A lot of interesting earnings last week. Even though I didn’t own any of them, I’d like to share my thoughts on 4 companies I’ve been interested in for a long time: Netflix, Skechers, Atlassian, and Paypal.
Netflix (NFLX): Netflix reported a great quarter on October 16th, to which the market mostly yawned, because the stock is up more than 50% YTD. They beat on revenue and missed on EPS, but I (like most) was more interested in subscriber growth. While they are still adding customers at a great pace, I have to worry about this one. They’re over 100M subs, but the stock seems to be trading as if they’ve already hit 300M, or will inevitably hit 500M. I think there’s a lot of danger here, especially opportunity cost. International is strong, but they have to compete with Amazon, HBO, HULU, soon Disney, and I’m sure more will come. I’m not saying it will be winner take all, but Netflix used to be the default, and now it’s not so simple. If they nearly double to 200M subs, that’s roughly 30B a year in revenue. If they can get to a 10% net margin, at a PE of just 20 that would support a valuation of 60B. They’re at 85B now. Sure, you can argue that a PE of 20 is low, but remember, that’s if they can double subscribers! This thing is so expensive right now.
Skechers (SKX): Skechers regained the market’s affection when they reported on 10/19. Absolutely Skechers was due for a little margin expansion. A PE of 13 or whatever was very worry-driven. But they’re not going to start growing at 30% consistently once again, I don’t think. PE is now 21.5, and I can’t imagine it stretching too much over 25. So again, I think it totally deserved the ~40% pop, but I’d say this one is now back to fair value.

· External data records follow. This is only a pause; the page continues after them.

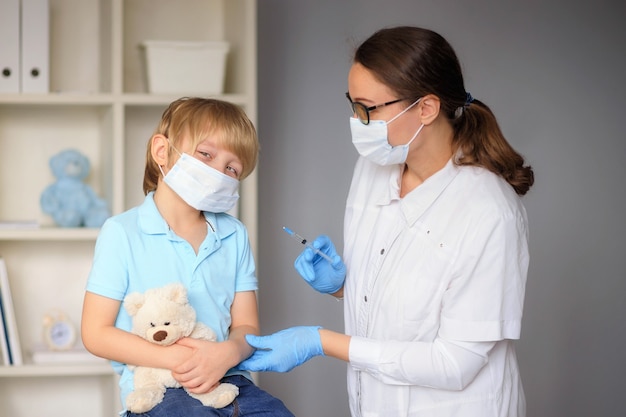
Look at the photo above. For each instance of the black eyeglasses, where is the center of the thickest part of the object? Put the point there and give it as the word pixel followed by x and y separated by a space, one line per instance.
pixel 362 111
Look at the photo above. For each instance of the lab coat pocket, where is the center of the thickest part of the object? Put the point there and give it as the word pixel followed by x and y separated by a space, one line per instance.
pixel 422 293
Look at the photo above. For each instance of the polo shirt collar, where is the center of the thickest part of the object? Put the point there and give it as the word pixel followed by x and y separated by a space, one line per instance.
pixel 151 222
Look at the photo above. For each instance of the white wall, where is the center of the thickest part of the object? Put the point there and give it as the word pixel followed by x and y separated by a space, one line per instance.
pixel 553 75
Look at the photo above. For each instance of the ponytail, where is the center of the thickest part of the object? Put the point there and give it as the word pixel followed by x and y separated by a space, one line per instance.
pixel 481 143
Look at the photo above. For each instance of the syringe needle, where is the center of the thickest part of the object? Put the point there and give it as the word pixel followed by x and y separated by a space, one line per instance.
pixel 306 243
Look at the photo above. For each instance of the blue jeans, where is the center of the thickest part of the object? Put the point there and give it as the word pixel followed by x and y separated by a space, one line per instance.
pixel 251 401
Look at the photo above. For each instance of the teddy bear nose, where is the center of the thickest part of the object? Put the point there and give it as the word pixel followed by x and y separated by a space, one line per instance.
pixel 160 335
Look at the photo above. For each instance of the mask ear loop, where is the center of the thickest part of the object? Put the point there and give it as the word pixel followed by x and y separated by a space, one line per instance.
pixel 404 111
pixel 415 135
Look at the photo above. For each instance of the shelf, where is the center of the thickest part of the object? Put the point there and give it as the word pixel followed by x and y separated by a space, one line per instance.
pixel 50 234
pixel 58 370
pixel 138 99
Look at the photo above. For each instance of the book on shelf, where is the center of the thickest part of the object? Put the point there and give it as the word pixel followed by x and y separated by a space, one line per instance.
pixel 41 355
pixel 4 338
pixel 9 322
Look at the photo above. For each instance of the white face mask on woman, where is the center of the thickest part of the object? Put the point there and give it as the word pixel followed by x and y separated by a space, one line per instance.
pixel 201 186
pixel 372 143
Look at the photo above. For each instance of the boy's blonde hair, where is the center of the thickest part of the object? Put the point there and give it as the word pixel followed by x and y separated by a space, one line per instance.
pixel 200 118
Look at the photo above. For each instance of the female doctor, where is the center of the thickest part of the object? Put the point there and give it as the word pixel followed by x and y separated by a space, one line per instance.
pixel 436 245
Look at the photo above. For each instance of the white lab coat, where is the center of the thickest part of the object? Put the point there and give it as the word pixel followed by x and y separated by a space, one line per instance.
pixel 434 294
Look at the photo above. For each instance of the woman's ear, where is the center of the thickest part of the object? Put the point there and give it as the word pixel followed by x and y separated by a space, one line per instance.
pixel 429 108
pixel 159 149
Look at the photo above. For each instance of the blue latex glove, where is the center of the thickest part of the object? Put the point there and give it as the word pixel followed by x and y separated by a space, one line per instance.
pixel 325 277
pixel 283 351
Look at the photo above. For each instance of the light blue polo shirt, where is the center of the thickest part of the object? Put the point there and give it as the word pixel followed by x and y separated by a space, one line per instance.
pixel 136 251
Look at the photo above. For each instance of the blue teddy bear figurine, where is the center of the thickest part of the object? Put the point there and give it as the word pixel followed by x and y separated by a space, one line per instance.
pixel 69 201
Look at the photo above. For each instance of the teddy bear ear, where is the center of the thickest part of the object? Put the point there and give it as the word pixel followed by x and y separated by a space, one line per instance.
pixel 177 293
pixel 133 302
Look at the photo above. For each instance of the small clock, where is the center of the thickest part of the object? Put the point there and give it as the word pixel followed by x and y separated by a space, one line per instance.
pixel 59 333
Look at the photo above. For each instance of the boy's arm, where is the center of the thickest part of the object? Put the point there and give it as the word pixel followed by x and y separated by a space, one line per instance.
pixel 102 338
pixel 211 360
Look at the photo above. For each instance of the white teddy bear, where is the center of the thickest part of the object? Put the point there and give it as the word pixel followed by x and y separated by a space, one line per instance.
pixel 163 316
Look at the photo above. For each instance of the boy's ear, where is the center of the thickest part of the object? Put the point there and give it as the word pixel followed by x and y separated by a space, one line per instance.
pixel 159 149
pixel 429 108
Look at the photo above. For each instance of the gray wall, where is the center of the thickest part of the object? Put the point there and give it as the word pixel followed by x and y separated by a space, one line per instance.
pixel 553 74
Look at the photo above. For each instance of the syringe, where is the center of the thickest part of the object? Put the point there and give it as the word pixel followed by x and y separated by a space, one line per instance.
pixel 306 243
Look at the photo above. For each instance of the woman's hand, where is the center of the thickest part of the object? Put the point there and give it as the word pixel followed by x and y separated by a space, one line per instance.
pixel 325 277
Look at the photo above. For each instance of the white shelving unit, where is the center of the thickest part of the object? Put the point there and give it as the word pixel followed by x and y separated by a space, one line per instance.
pixel 99 105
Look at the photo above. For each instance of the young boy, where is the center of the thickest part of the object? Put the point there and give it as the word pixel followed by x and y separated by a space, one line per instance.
pixel 195 159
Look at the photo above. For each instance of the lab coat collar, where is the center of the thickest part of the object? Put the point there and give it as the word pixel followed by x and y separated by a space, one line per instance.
pixel 415 203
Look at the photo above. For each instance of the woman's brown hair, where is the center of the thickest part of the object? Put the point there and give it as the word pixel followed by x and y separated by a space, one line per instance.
pixel 200 118
pixel 415 62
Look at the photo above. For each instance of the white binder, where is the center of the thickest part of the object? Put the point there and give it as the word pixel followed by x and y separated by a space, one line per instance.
pixel 9 46
pixel 35 46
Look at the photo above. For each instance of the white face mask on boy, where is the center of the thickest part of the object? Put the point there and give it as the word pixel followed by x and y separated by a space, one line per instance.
pixel 201 186
pixel 372 143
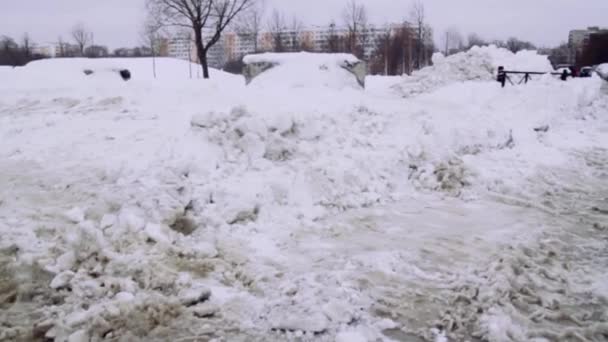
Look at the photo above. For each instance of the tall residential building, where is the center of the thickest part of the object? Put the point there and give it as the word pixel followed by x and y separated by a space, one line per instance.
pixel 233 45
pixel 578 38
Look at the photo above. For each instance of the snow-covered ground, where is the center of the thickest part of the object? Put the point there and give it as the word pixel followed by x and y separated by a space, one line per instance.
pixel 435 207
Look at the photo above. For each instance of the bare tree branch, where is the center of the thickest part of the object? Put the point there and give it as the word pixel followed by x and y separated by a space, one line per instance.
pixel 200 15
pixel 82 37
pixel 355 19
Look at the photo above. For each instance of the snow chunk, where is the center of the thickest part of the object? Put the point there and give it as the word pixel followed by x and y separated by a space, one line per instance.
pixel 75 215
pixel 315 322
pixel 190 297
pixel 304 70
pixel 156 233
pixel 477 64
pixel 124 296
pixel 79 336
pixel 62 279
pixel 350 336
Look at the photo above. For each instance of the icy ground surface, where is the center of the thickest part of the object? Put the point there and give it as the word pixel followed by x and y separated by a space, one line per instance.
pixel 192 210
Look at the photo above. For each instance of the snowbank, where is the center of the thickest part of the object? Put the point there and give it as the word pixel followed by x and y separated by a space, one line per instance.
pixel 305 70
pixel 477 64
pixel 70 71
pixel 153 209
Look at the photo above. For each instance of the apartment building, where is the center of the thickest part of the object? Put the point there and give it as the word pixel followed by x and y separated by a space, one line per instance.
pixel 233 46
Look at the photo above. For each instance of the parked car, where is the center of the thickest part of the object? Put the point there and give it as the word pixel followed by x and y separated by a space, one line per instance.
pixel 586 72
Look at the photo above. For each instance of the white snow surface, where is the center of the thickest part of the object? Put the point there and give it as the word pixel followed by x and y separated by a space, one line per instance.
pixel 178 209
pixel 477 64
pixel 304 70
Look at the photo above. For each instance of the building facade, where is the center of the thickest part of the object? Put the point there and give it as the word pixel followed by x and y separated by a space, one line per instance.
pixel 578 39
pixel 232 46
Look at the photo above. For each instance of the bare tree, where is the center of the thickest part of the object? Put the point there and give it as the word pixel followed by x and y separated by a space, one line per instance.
pixel 453 41
pixel 199 15
pixel 473 39
pixel 26 45
pixel 276 28
pixel 355 19
pixel 82 37
pixel 295 30
pixel 150 36
pixel 418 17
pixel 250 24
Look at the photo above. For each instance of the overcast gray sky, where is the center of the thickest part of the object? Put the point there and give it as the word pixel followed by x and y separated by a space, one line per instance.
pixel 116 22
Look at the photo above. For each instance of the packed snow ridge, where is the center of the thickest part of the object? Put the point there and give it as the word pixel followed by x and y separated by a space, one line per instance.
pixel 185 209
pixel 477 64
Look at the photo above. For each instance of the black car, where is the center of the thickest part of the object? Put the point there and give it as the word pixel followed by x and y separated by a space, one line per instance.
pixel 586 72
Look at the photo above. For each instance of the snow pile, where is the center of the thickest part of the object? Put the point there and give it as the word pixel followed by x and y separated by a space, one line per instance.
pixel 304 70
pixel 477 64
pixel 167 210
pixel 61 72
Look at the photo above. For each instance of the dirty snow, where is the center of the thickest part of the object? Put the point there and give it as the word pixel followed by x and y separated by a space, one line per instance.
pixel 178 209
pixel 477 64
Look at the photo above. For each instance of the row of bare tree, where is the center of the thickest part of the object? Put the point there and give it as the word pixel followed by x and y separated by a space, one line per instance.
pixel 208 19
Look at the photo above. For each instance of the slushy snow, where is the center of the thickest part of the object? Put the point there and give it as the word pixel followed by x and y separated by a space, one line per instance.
pixel 477 64
pixel 189 209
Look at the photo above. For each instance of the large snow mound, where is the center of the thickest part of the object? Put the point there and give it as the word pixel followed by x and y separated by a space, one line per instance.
pixel 60 71
pixel 477 64
pixel 301 58
pixel 304 70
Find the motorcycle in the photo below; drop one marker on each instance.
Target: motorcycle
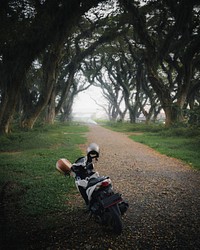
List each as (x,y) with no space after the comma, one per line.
(106,206)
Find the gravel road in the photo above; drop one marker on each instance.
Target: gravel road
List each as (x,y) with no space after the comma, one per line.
(163,194)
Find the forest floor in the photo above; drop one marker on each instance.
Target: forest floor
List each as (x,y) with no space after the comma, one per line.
(163,195)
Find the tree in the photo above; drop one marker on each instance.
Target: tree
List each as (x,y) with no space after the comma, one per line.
(39,25)
(167,41)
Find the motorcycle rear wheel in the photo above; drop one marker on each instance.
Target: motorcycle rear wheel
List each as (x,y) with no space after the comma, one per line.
(113,219)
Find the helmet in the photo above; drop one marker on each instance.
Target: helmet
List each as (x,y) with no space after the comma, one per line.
(63,166)
(93,151)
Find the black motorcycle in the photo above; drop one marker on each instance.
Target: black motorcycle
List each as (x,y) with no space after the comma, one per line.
(106,206)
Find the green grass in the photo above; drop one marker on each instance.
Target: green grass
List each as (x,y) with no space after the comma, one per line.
(178,142)
(31,187)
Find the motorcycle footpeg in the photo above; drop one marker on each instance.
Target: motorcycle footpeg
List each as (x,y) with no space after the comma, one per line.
(111,200)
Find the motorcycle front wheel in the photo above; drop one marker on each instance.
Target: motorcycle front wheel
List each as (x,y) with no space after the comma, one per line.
(113,219)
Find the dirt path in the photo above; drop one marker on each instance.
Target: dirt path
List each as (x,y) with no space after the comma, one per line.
(163,193)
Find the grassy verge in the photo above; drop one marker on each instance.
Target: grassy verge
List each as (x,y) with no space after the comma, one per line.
(33,194)
(179,142)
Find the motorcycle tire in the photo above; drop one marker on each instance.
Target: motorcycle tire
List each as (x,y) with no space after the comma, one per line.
(114,221)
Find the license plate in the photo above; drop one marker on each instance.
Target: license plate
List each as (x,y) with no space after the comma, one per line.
(111,200)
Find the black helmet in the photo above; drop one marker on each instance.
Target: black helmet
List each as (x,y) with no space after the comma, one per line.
(93,151)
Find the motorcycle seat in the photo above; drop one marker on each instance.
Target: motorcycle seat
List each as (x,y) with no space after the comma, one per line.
(94,181)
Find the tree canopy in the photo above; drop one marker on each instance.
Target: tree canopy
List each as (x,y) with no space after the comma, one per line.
(149,50)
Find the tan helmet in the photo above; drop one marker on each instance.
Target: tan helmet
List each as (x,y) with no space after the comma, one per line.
(63,166)
(93,151)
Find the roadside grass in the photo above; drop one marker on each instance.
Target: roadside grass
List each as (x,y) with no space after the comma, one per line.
(179,142)
(33,193)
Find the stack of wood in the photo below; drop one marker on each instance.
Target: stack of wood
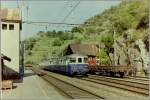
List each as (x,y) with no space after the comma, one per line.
(6,84)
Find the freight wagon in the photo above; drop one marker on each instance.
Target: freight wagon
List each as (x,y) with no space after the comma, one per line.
(112,70)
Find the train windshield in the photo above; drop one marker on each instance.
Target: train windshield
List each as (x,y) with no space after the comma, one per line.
(72,60)
(85,60)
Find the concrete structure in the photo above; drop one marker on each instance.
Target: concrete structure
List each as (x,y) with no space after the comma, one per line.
(10,36)
(32,88)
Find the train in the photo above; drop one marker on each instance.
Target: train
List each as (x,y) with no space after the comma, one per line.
(71,65)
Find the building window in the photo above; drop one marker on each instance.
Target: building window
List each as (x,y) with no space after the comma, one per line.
(11,26)
(4,26)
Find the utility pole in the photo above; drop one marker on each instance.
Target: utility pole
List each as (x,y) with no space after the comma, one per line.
(114,54)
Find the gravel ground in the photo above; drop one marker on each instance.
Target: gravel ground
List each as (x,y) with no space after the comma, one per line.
(109,93)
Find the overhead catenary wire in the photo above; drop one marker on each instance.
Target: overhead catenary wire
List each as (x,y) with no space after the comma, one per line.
(71,11)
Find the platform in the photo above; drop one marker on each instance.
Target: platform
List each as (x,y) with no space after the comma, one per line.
(32,87)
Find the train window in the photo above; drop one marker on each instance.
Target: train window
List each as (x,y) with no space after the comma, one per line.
(85,59)
(11,26)
(79,60)
(4,26)
(72,60)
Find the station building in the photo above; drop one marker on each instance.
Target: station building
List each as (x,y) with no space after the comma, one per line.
(11,26)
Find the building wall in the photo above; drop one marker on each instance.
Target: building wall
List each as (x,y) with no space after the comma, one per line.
(10,44)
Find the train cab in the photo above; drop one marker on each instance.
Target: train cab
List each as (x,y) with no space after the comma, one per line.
(77,64)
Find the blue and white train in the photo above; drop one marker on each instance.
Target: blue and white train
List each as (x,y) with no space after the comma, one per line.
(71,65)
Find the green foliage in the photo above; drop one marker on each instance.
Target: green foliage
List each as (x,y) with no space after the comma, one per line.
(130,14)
(57,42)
(77,29)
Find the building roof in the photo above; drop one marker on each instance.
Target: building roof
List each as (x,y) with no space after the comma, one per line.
(83,49)
(10,15)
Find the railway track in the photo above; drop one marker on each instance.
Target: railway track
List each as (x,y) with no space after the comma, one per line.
(66,89)
(139,78)
(135,87)
(126,79)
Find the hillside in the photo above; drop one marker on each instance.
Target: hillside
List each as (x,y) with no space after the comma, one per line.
(126,24)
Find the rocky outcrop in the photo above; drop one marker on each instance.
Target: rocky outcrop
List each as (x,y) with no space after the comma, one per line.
(134,53)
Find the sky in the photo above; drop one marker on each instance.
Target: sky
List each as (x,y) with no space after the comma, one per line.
(55,11)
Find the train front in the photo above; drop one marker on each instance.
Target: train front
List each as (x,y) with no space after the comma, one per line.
(77,65)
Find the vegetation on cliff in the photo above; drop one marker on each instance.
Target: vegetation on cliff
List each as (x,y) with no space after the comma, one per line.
(100,29)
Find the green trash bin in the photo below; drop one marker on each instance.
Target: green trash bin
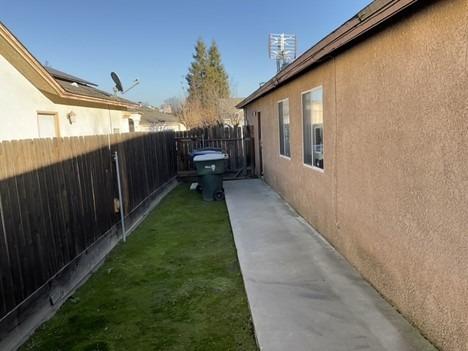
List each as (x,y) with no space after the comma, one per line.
(210,170)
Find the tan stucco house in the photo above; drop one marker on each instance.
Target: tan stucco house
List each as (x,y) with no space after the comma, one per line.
(40,101)
(366,136)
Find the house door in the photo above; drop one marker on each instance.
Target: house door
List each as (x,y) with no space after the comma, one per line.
(260,143)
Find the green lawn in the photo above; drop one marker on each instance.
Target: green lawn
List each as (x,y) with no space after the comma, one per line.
(175,285)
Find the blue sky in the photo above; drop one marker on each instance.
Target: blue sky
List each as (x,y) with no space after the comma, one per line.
(153,40)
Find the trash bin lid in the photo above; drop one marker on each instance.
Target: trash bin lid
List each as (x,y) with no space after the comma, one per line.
(210,157)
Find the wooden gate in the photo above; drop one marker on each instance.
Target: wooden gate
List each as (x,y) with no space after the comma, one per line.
(237,142)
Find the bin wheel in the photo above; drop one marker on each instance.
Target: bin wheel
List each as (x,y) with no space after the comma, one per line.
(219,195)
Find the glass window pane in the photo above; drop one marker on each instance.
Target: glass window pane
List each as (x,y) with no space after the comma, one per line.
(312,115)
(307,127)
(317,127)
(283,119)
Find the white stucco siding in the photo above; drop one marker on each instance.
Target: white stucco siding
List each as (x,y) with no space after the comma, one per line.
(20,102)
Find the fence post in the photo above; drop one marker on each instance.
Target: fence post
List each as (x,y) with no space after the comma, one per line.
(121,204)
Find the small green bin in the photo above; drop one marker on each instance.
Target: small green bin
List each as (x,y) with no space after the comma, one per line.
(210,170)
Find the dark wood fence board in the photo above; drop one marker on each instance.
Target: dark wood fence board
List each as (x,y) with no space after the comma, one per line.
(57,199)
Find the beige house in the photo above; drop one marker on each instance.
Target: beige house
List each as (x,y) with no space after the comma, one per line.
(366,136)
(39,101)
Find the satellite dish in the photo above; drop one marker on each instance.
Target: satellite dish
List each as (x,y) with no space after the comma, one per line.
(118,83)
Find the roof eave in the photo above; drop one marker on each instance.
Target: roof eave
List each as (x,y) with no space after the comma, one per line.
(48,79)
(367,19)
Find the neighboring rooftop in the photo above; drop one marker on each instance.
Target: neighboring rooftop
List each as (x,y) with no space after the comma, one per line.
(154,116)
(52,81)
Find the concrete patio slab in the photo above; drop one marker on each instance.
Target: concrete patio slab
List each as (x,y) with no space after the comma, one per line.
(303,295)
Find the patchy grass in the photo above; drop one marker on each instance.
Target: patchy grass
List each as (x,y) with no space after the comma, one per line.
(175,285)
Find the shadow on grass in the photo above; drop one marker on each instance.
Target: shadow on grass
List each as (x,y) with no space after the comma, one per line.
(175,285)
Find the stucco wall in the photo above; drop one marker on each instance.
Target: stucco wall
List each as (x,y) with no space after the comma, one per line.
(20,101)
(394,195)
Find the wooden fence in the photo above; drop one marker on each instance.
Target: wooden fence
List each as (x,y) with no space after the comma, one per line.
(237,142)
(57,197)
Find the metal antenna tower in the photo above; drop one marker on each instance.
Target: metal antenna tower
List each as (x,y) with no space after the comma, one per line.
(282,48)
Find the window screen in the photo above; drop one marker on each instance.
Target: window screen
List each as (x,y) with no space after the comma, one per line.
(283,118)
(312,114)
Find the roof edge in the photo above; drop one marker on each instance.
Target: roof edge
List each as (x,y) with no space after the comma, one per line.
(371,16)
(55,87)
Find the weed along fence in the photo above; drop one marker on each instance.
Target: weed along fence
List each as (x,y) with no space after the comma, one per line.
(59,198)
(237,142)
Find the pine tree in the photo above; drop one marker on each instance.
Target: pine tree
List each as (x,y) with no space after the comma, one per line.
(217,76)
(196,77)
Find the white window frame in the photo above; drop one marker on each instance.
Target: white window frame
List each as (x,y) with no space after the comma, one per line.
(289,116)
(317,169)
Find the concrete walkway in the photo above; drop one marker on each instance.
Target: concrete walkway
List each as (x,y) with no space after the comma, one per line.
(303,295)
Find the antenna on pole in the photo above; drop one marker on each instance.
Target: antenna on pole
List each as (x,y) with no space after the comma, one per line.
(282,48)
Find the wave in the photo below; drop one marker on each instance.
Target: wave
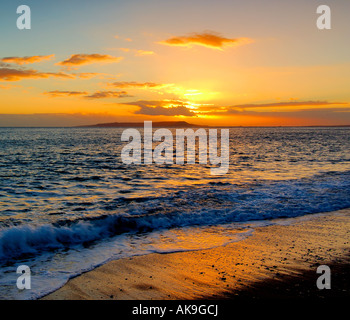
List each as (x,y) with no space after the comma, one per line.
(200,207)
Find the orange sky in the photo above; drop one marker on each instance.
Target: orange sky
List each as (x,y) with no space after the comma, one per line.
(246,65)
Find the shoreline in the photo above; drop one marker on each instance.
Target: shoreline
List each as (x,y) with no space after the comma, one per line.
(276,261)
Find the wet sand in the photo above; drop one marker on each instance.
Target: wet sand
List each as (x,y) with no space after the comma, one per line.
(277,261)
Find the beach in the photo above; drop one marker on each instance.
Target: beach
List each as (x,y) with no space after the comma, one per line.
(276,261)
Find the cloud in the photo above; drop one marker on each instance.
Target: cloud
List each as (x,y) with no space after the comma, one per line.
(108,94)
(207,39)
(287,104)
(58,93)
(162,108)
(141,85)
(140,53)
(27,60)
(11,74)
(84,94)
(83,59)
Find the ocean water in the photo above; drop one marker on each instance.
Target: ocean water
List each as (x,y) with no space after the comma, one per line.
(69,204)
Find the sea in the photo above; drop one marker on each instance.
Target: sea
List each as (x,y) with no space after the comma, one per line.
(68,203)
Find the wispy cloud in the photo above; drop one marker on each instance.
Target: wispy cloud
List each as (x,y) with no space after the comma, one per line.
(108,94)
(83,59)
(27,60)
(12,74)
(87,95)
(162,108)
(140,85)
(287,104)
(207,39)
(58,93)
(140,53)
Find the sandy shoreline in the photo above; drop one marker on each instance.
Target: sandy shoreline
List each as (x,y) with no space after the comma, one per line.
(276,261)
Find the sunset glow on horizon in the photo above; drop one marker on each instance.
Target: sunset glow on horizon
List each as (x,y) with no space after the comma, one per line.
(251,63)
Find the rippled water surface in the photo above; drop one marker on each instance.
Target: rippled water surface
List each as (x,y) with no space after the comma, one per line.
(66,197)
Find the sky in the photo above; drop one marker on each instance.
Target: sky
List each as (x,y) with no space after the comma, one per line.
(224,62)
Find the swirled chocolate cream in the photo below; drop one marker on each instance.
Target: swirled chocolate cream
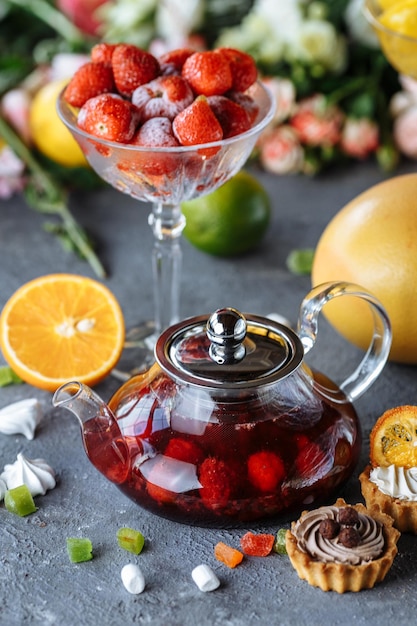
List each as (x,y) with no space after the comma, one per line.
(342,547)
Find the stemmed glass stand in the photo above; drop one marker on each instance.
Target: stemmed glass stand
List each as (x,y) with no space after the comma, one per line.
(166,177)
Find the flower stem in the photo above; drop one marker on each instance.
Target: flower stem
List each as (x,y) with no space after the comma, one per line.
(47,196)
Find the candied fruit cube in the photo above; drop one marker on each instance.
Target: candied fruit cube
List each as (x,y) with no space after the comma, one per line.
(227,555)
(257,544)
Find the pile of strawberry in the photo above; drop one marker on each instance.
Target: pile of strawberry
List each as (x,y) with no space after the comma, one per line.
(185,97)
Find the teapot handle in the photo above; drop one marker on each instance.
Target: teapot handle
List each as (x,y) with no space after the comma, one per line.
(377,354)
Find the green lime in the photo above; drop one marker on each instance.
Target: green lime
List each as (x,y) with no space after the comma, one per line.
(231,220)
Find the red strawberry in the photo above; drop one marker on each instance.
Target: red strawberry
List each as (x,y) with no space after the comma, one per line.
(171,62)
(184,450)
(108,116)
(266,470)
(208,73)
(312,461)
(132,67)
(156,132)
(166,96)
(233,118)
(247,102)
(218,482)
(90,80)
(197,124)
(102,52)
(243,67)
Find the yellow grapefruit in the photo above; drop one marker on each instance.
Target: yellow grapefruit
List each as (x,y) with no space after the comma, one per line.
(49,133)
(372,241)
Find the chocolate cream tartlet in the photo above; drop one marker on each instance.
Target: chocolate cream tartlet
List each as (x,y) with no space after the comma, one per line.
(341,547)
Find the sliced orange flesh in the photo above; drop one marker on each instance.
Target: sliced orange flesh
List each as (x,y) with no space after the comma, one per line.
(62,327)
(393,439)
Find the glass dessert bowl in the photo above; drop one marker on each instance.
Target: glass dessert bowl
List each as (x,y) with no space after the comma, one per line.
(166,177)
(398,43)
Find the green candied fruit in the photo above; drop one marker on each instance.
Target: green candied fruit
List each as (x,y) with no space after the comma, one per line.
(300,261)
(279,545)
(79,549)
(130,540)
(19,501)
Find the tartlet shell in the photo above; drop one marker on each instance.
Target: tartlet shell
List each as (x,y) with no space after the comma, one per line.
(344,577)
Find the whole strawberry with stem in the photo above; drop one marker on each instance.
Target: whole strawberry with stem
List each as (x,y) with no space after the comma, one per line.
(165,96)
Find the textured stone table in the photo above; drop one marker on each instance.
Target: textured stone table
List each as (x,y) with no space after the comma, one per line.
(38,584)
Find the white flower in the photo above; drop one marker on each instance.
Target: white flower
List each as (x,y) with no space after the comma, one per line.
(176,19)
(128,21)
(360,137)
(284,93)
(358,27)
(283,16)
(256,36)
(318,42)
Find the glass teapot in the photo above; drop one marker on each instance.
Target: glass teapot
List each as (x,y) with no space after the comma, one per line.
(230,425)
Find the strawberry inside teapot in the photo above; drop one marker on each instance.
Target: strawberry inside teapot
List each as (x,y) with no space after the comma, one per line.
(230,425)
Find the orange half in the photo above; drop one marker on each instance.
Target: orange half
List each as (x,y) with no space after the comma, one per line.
(393,439)
(62,327)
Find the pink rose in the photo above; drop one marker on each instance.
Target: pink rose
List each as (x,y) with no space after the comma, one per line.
(317,123)
(360,137)
(15,107)
(281,151)
(405,132)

Atlassian (TEAM): Atlassian also reported a great quarter on 10/19. This is one SaaS play that I believe in, but it’s just plain expensive (Veeva is another). The company grew revenue 42% this quarter, but it trades at an almost SHOP-like PS ratio of 16.5, and a PE of 128 based on adjusted earnings. To make matters worse, their OpEx grew at 48% for the quarter – spending is growing faster than revenue! The market loved it, and shares rose ~25% Friday, but are giving back a bit of ground today. I just can’t get interested at this valuation.
Paypal (PYPL): Paypal beat on both EPS and Revenue in impressive fashion. The 20%+ revenue growth (an acceleration from high teens growth) is an impressive level for a company this mature. They seem to have a lot of tailwinds working for them, and at a PE of just under 40, I can’t find a lot of fault with this one. Seems fairly valued at worst.
For stocks I own, Mulesoft (MULE) reports Thursday after markets close. I was considering adding when it was around a PS of 11, but it’s risen 17.5% in October and now sports a PS of 13. I’ll check out the customer growth they report on Thursday and then see what’s what.